La prueba de la raíz orgánica de nuestra integración en las redes es que, aunque lo sabíamos, sólo ahora, tras el batacazo de Musk, hemos tomado conciencia de que Twitter es una propiedad privada. Nuestras metáforas, en cualquier caso, siguen siendo territoriales porque, con independencia de que no podamos salir, nos movemos ahí en un espacio virtual generador, como lo son todos los espacios (incluidas las cárceles y los cuarteles), de vínculos comunitarios. Así que, ante el improbable cierre (o apagón) de Twitter, hablamos de "mudarnos" y nos dejamos llevar por una nostalgia anticipada, como si se estuviese acabando el verano o tuviésemos que despedirnos de los compañeros intensos y volátiles de un viaje organizado. Pero no hacemos nada. Es mucho más fácil, insisto, renunciar a la bebida o al sexo que dejar Twitter y, sin embargo, ninguno de sus usuarios parece dispuesto a ningún gesto para defender la inesperada "esfera pública" que nosotros mismos hemos creado activamente -orgánicamente- a través de millones de intervenciones privadas cotidianas.
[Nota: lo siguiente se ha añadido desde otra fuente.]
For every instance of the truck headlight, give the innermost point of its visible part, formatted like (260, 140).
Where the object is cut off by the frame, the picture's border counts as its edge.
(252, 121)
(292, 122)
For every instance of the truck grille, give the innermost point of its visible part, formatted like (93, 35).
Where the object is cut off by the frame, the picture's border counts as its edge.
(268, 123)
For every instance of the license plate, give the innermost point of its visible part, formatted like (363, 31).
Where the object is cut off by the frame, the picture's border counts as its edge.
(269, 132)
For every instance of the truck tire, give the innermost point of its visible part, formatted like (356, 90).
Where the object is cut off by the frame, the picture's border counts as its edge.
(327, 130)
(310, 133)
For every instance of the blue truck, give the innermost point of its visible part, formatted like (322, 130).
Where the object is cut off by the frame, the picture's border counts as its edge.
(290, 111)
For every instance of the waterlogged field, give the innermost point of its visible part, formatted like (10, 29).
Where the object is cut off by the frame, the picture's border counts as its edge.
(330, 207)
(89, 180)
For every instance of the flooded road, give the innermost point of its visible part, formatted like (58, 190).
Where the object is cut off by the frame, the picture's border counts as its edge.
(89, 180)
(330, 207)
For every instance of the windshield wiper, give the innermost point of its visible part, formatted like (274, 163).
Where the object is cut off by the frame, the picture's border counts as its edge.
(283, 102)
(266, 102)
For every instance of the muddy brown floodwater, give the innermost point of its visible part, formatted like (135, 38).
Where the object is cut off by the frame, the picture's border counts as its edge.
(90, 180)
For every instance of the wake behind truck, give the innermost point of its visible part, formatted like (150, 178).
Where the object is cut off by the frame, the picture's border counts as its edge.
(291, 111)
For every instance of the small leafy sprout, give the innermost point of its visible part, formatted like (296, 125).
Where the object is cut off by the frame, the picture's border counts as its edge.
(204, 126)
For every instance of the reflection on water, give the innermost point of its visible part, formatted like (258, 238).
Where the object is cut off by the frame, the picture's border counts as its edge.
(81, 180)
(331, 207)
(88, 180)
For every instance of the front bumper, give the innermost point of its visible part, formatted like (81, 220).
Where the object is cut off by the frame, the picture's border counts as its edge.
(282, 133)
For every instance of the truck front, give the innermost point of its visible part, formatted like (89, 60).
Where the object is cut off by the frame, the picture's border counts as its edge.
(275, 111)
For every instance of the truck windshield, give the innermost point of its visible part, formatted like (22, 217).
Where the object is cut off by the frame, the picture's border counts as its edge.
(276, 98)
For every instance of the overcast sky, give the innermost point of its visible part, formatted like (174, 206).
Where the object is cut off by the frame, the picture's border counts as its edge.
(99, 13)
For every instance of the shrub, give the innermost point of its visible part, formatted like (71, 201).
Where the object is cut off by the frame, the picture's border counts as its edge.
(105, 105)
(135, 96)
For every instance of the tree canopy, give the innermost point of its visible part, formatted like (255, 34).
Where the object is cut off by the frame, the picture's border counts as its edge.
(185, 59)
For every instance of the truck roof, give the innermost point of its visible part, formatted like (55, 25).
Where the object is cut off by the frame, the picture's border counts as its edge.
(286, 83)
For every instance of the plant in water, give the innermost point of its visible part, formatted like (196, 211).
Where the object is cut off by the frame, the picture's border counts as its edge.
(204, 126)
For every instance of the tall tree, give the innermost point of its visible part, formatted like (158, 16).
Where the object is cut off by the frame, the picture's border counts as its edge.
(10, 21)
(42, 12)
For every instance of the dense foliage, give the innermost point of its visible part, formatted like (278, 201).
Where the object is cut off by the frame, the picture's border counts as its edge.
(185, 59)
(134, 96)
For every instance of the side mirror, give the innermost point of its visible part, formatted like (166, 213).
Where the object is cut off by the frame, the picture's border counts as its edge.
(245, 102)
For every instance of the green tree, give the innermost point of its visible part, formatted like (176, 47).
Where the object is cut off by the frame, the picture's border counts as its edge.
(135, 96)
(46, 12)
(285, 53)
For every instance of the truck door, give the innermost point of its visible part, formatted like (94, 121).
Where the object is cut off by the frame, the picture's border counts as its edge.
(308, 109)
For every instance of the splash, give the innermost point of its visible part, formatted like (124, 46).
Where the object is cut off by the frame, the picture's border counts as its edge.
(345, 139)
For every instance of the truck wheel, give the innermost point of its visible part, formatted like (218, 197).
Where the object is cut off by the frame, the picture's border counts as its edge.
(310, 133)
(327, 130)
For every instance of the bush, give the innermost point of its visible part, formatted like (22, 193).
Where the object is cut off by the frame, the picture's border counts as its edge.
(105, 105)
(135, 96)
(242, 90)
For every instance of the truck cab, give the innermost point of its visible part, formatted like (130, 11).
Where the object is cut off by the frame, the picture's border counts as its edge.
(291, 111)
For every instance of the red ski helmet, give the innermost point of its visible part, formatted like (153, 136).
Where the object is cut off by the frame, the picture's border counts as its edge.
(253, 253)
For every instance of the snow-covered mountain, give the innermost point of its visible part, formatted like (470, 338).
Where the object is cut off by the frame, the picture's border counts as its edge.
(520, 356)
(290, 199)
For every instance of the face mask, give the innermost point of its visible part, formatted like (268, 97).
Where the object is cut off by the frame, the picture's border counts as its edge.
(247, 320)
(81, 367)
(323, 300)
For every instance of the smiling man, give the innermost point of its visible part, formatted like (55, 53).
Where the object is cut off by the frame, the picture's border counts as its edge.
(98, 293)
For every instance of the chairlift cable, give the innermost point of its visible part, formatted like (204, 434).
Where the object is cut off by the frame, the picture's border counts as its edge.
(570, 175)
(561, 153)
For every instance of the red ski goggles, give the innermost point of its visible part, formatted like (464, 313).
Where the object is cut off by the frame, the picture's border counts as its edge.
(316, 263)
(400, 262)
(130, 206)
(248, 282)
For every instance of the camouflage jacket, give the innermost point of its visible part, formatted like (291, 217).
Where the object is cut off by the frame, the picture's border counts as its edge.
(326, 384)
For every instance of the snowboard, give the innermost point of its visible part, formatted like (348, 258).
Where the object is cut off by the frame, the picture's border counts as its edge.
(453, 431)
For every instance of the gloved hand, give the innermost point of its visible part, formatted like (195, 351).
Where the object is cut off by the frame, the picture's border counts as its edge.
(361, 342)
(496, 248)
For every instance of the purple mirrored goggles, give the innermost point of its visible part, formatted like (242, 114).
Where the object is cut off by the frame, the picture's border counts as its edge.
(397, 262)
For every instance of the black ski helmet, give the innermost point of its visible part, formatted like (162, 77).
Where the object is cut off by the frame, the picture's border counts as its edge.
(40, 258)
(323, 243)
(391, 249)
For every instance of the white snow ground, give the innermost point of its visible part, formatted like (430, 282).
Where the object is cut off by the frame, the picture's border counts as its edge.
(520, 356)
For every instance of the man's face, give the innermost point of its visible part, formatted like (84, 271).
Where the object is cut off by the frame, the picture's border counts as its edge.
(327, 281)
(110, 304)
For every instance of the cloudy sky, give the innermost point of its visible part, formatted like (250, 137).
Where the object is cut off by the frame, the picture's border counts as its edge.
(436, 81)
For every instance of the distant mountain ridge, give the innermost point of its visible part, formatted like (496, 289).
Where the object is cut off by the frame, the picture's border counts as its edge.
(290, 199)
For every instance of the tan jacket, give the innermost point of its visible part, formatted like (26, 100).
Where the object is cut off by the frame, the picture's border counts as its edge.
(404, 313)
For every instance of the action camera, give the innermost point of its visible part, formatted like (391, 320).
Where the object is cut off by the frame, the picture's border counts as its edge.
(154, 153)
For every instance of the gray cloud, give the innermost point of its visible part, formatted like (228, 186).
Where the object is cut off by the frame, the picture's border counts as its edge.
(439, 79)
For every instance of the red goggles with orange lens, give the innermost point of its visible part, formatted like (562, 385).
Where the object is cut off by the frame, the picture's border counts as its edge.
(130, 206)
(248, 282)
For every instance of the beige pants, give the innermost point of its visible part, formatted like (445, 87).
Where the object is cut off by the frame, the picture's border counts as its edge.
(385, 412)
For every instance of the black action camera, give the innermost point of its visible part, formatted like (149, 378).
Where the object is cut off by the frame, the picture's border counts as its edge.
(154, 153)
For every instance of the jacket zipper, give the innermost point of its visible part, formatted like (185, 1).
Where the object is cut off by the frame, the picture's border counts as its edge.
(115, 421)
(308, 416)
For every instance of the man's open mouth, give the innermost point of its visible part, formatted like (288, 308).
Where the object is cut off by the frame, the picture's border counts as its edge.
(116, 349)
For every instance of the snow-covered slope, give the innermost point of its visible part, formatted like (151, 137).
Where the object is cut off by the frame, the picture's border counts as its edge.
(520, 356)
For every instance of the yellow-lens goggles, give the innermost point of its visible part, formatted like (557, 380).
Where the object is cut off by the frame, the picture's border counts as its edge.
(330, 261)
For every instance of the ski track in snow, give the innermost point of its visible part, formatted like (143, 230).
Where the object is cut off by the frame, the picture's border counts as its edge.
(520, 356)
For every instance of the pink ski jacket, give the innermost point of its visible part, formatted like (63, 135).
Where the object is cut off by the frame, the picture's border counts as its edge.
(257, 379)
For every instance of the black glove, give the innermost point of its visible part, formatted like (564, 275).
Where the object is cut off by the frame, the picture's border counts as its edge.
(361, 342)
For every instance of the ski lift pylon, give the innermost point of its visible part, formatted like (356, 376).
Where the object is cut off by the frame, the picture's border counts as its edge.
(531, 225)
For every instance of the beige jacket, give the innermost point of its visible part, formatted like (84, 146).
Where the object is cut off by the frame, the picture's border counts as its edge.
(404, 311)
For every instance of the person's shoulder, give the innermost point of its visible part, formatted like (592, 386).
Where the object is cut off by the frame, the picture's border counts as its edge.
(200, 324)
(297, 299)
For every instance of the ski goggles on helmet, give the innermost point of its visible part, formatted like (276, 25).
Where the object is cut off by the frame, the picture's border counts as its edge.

¿Y qué podríamos hacer? Hemos sabido que -según las versiones- cientos o miles de trabajadores han abandonado la empresa en protesta por las condiciones laborales que quería imponerles Elon Musk después de comprar por 44.000 millones de dólares la red social. No parece que se haya tratado de una acción coordinada, puesto que, hasta donde yo sé, no ha habido ningún comunicado ni ninguna explicación colectiva. Algunos se han despedido paradójicamente en la propia red social y algunos han celebrado su gesto con un tuit. Es realmente bonito y esperanzador que cientos o miles de trabajadores sean capaces de renunciar así a sus medios de vida por pura dignidad humana, revelando además, mediante ese gesto, la dependencia del omnipotente Musk del trabajo ajeno. Pero no debemos olvidar que, en realidad, todos trabajamos para Twitter, cuyos beneficios dependen de la publicidad y de las licencias de datos; es decir, de la metabolización "orgánica" de los datos personales que activa e inconscientemente ("orgánicamente") incorporamos al sistema. En el mundo virtual, la frontera entre un usuario y un trabajador es cada vez más borrosa. Como medida de presión y, si se quiere, por pura dignidad humana, ¿no deberíamos abandonar Twitter en masa tras una campaña viral, facilitada por la propia inmanencia celular del medio? Que nadie lo haya propuesto, que muchos (incluido yo mismo) consideren esta sugerencia un disparate, sólo demuestra que la red social parece pero no es un territorio; parece pero no es una comunidad. Es un riñón. Nadie "se sale" de su riñón. Aguardamos resignadamente a que nos falle para buscar un trasplante o una diálisis.

Los rebeldes que han dejado de trabajar en Twitter, ¿habrán salido también de la red social? Eso, me temo, es mucho más difícil.

Cuidado. Mientras existan las redes y funcionen territorialmente, parte de nuestra vida y de nuestras políticas se jugarán ahí. Habrá que disputar, por tanto, la hegemonía en su interior, como lo hacemos en los parlamentos y en las calles. Habrá que intentar asimismo tratarlas como a herramientas orientadas a promocionar o moldear acciones en el exterior. Pero no nos engañemos: tenemos que luchar en ellas y al mismo tiempo contra ellas. No han venido a liberarnos sino a darnos más trabajo: el de disputar su propiedad y su contenido, como bien señalaba Íñigo Errejón en un tuit, y el de evitar que nos parasiten del todo. La eutanasia intermitente es también ya una obligación militante en favor del mundo analógico material que queremos conservar y transformar.